Graham repeatedly vowed that he would stay true to his word and oppose a Republican pick when he opposed President Obama’s nomination of Merrick Garland in 2016.
"I want you to use my words against me," Graham said at the time. "If there's a Republican president in 2016 and a vacancy occurs in the last year of the first term, you can say Lindsey Graham said let's let the next president, whoever it might be, make that nomination."
"We're setting a precedent here today, Republicans are, that in the last year...that you're not gonna fill a vacant seat of the Supreme Court based on what we're doing here today," he added. "That's gonna be the new rule."
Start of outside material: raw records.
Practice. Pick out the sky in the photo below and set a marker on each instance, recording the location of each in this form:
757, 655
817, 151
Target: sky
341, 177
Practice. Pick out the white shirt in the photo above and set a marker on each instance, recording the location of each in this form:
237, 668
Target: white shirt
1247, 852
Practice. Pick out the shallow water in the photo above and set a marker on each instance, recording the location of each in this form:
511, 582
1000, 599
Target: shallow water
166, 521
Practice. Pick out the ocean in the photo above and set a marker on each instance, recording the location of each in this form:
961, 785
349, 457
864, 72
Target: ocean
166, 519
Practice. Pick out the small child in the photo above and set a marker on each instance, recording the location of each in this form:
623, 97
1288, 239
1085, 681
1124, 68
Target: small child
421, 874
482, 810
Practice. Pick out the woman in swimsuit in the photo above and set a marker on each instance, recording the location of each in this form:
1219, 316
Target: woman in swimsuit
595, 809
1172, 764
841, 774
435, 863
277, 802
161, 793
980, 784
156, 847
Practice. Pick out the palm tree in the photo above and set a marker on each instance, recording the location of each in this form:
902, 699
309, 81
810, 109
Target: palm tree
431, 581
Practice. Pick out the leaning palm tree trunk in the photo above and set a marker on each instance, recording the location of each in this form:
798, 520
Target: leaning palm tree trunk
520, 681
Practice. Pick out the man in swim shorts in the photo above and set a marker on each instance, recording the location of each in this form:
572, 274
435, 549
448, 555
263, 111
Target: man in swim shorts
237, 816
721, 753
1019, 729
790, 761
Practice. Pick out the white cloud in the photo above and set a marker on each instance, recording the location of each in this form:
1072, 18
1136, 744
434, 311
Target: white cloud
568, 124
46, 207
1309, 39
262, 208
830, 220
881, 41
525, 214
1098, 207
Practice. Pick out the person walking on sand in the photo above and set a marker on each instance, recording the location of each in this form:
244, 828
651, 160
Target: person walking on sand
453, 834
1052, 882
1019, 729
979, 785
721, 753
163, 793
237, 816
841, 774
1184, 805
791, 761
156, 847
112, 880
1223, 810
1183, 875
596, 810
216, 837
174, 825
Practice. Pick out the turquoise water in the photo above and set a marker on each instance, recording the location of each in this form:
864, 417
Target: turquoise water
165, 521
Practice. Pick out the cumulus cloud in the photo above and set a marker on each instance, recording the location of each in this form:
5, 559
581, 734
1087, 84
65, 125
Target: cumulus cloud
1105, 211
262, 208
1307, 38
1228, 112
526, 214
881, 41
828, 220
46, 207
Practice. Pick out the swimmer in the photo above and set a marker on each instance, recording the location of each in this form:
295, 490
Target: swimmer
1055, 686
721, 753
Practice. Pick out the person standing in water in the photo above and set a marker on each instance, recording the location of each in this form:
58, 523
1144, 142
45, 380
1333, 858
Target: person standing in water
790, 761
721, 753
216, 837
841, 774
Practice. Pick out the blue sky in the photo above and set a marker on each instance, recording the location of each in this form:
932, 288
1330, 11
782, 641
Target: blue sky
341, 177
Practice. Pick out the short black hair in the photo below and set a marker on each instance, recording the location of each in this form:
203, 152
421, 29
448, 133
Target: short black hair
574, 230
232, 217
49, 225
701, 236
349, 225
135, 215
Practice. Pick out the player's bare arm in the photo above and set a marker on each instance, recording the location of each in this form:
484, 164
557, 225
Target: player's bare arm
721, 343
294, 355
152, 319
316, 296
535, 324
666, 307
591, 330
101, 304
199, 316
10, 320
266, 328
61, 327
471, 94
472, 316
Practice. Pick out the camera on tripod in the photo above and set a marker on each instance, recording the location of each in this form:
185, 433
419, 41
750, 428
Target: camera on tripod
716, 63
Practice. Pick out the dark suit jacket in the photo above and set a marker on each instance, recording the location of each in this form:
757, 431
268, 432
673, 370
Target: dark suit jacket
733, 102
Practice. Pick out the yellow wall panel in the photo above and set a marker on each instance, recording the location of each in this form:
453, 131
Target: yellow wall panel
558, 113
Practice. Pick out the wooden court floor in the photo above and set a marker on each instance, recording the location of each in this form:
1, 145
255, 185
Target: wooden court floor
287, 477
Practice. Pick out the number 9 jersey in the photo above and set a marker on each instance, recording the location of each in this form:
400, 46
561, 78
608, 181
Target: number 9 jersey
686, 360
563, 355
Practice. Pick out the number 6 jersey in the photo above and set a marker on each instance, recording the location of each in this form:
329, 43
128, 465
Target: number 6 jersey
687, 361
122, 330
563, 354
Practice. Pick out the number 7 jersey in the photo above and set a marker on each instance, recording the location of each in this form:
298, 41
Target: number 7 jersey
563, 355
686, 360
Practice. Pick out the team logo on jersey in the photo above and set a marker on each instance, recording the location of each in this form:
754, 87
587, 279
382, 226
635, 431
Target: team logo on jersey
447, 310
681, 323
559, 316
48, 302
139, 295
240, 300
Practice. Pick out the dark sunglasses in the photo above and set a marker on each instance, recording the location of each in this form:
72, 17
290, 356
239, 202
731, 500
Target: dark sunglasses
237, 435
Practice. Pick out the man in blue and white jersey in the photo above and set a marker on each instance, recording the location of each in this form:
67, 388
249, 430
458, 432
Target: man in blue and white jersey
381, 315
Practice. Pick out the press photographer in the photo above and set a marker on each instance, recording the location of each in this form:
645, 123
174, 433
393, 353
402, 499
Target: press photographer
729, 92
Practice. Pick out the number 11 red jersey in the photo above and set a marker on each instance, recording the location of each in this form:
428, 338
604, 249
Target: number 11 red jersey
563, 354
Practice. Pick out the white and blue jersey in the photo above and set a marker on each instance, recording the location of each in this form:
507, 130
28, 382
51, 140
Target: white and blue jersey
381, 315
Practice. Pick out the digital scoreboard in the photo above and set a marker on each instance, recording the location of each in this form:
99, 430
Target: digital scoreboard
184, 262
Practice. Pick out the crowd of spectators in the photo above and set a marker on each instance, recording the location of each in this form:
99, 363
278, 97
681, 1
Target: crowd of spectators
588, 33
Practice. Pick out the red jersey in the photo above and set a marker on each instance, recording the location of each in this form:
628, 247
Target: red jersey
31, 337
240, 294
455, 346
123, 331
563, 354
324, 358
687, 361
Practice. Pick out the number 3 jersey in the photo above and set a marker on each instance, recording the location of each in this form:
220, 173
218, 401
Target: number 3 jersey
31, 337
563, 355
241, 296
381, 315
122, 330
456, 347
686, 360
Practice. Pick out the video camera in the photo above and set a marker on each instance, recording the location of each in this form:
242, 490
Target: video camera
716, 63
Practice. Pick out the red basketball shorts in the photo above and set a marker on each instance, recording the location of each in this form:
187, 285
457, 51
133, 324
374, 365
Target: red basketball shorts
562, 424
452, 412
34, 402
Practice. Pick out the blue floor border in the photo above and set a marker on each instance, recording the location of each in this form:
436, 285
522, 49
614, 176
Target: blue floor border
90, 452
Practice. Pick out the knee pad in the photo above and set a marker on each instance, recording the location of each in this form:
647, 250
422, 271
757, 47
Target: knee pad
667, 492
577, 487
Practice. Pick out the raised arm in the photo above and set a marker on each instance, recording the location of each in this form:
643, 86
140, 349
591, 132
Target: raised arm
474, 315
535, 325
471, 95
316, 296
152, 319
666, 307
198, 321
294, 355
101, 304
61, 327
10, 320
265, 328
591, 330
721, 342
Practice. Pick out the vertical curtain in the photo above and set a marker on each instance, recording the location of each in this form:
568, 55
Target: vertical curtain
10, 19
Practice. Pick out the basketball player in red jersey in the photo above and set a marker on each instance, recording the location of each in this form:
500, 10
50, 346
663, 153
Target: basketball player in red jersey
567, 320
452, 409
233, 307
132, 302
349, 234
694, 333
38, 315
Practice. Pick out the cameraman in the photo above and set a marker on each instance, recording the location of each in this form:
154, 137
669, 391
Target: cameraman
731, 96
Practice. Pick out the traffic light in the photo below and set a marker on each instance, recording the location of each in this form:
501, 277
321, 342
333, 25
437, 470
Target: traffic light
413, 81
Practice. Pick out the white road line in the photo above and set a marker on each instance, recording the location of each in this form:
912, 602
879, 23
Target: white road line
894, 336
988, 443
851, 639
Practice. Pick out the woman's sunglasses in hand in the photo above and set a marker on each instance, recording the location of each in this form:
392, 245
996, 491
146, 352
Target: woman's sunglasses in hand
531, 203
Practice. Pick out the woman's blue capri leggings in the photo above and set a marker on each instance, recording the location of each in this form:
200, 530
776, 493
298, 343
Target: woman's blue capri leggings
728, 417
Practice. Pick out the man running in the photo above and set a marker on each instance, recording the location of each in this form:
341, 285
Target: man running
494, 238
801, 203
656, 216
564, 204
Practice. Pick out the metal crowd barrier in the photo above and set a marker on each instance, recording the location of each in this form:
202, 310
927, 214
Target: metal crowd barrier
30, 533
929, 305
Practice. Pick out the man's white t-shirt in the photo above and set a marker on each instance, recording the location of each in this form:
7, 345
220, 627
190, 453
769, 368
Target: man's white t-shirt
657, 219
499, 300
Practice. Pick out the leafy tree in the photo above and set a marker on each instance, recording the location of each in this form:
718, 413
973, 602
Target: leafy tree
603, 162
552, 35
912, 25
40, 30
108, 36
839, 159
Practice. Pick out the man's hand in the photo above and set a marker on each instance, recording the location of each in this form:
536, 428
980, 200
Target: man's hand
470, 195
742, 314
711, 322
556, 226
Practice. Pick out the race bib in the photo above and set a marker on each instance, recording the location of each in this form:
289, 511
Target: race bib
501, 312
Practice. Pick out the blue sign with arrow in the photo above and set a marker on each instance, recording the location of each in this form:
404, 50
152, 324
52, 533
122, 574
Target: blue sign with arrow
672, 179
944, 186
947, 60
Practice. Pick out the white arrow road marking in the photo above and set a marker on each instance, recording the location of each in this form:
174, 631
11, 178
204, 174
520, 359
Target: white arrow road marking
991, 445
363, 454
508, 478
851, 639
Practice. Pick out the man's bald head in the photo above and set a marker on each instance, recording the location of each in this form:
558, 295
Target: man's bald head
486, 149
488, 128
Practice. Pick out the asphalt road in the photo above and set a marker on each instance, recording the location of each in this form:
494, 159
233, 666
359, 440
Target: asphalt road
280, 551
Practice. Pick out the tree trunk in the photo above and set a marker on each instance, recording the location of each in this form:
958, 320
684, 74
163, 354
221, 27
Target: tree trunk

Graham doubled down in 2018:
Graham reiterated in 2018 that any potential vacancy in the final year of Trump’s presidency would “wait to the next election.”
“If an opening comes in the last year of President Trump’s term, and the primary process has started, we’ll wait to the next election,” he said.
But Graham signaled that he had a change of heart in May.
“You had the President of one party nominating, and you had the Senate in the hands of the other party. A situation where you’ve got them both would be different. I don’t want to speculate, but I think appointing judges is a high priority for me in 2020,” he said.
Graham completed his reversal after Ginsburg’s death, vowing to support Trump’s nominee.
“I fully understand where President @realDonaldTrump is coming from,” Graham tweeted after Trump called for the Senate to vote on his pick “without delay.”
“Harry Reid changed the rules to allow a simple majority vote for Circuit Court nominees dealing out the minority. Chuck Schumer and his friends in the liberal media conspired to destroy the life of Brett Kavanaugh and hold that Supreme Court seat open,” Graham tweeted. “In light of these two events, I will support President @realDonaldTrump in any effort to move forward regarding the recent vacancy created by the passing of Justice Ginsburg.”